Gradational accuracy; Degree supervaluational logic

In lieu of new blogposts, I thought I’d post up drafts of two papers I’m working on. They’re both in fairly early stages (in particular, the structure of each needs quite a bit of sorting out. But as they’re fairly techy, I think I’d really benefit from any trouble-shooting people were willing to do!

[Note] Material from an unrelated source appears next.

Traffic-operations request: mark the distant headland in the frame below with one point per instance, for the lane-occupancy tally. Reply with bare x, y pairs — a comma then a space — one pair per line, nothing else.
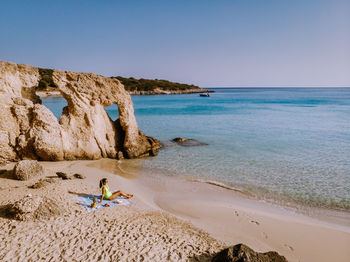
132, 85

The first is “Degree supervaluational logic“. This is the kind of treatment of indeterminacy that Edgington has long argued for, and it also features in work from the 70’s by Lewis and Kamp. Weirdly, it isn’t that common, though I think there’s a lot going for it. But it’s arguably implicit in a lot of people’s thinking about supervaluationism. Plenty of people like the idea that the “proportion of sharpenings on which a sentence is true” tells us something pretty important about that sentence—maybe even serving to fix what degree of belief we should have in it. If proportions of sharpenings play this kind of “expert function” role for you, then you’re already a degree-supervaluationist in the sense I’m concerned with, whether or not you want to talk explicitly about “degrees of truth”.

One thing I haven’t seen done is to look systematically at its logic. Now, if we look at a determinacy-operator free object language, the headline news is that everything is classical—and that’s pretty robust under a number of ways of defining “validity”. But it’s familiar from standard supervaluationism that things can become tricky when we throw in determinacy operators. So I look at what happens when we add in things like “it is determinate to degree 0.5 that…” into our object-language. What happens now depends *very much* on how validity is defined. I think there’s a lot to be said for “degree of truth preservation” validity—i.e. the conclusion has to be at least as true as the premises. This is classical in the determinacy-free language. And its “supraclassical” even when those operators are present—every classically valid argument is still valid. But in terms of metarules, all hell breaks loose. We get failures of conjunction introduction, for example; and of structural rules such as Cut. Despite this, I think there’s a good deal to be said for the package.

The second paper “Gradational accuracy and non-classical semantics”  is on Joyce’s work on scoring functions. I look at what happens to his 1998 argument for probabilism, when we’ve got non-classical truth-value assignments in play. From what I can see, his argument generalizes very nicely. For each kind of truth-value assignment, we can characterize a set of “coherent” credences, and show that for any incoherent credence there is a single coherent credence which is more accurate than it, no matter what the truth-values turn out to be.

In certain cases, we can relate this to kinds of “belief functions” that are familiar. For example, the class of supervaluationally coherent credences I think can be shown to be Dempster-Shafer belief functions—at least if you define supervaluational “truth values” as I do in the paper.

As I mentioned, there are certainly some loose ends in this work—be really grateful for any thoughts! I’m going to be presenting something from the degree supervaluational paper at the AAP in July, and also on the agenda is to write up some ideas about the metaphysics of radical interpretation (as a kind of fictionalism about semantics) for the Fictionalism conference in Manchester this September.

[Update: I’ve added an extra section to the gradational accuracy paper, just showing that “coherent credences” for the various kinds of truth-value assignments I discuss satisfy the generalizations of classical probability theory suggested in Brian Weatherson’s 2003 NDJFL paper. The one exception is supervaluationism, where only a weakened version of the final axiom is satisfied—but in that case, we can show that the coherent credences must be Dempster-Shafer functions. So I think that gives us a pretty good handle on the behaviour of non-accuracy-dominated credences for the non-classical case.]

[Update 2: I’ve tightened up some of the initial material on non-classical semantics, and added something on intuitionism, which the generalization seems to cover quite nicely. I’m still thinking that kicking off the whole thing with lists of non-classical semantics ain’t the most digestable/helpful way of presenting the material, but at the moment I just want to make sure that the formal material works.]